I am the Assistant, if you need help, I am there and will stay to the end.  I will bathe you, lift you to change tubes and pads, administer meds, and wipe you up.  Can I not assist me?  I am good at keeping going, putting one foot in front of the other even if it is robotic or unsure; but it accomplishes nothing great, no deeds, no insights, nothing but a love of the possibility of life, of the hope that there is happiness ahead, that I will someday have another October 9th.
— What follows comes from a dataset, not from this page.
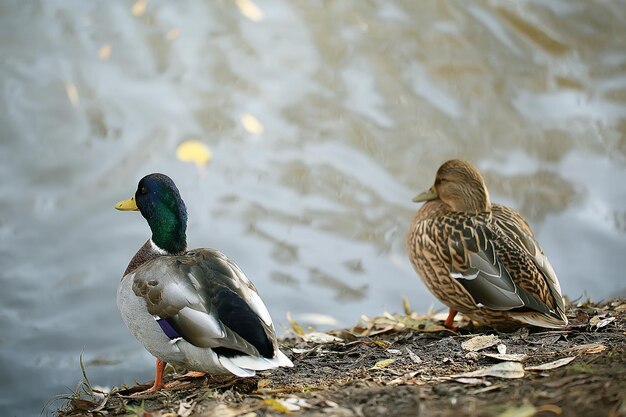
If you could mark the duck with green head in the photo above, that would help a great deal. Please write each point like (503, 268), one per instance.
(479, 258)
(193, 308)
Tears are falling now, for the music playing through the laptop is poignant, a piano rendition of Never Neverland by a gifted Vince Guaraldi who composed the scores for the Charlie Brown cartoons.  He’s dead, a heart attack in his forties, gone.  I have a place where dreams are born and time is never planned.  Cripes.  Wah.
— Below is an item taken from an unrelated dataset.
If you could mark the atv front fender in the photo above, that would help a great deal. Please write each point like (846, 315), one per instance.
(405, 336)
Now this piece has been totally self-indulgent and I realize that, but this is My Journal and didn’t you know you were part of my self-therapy of working things out?  I have to stop crying at dust motes and cake crumbs (no, there isn’t any cake but I wish), and so writing gets it out there for reflection and honesty.  I have hand written journals from twenty, thirty years ago that I revisit for verification of blurry memory or just to read.  No letters of merit, but there sometimes is wonder at the amazing beauty of this world, physical, emotional, or innocent.

Early dark, Kai is at the open window breathing in night air of the cool, damp grass and fallen leaves.   A Sunday, there is a pot of soup on the stove made with We Have to Get Rid of Them Today Mushrooms from the grocery and chicken, enough for a week of meals.   Sleep will come to cleanse with tides and fathoms, waves and currents.  Restore, recharge, replenish.  Good night.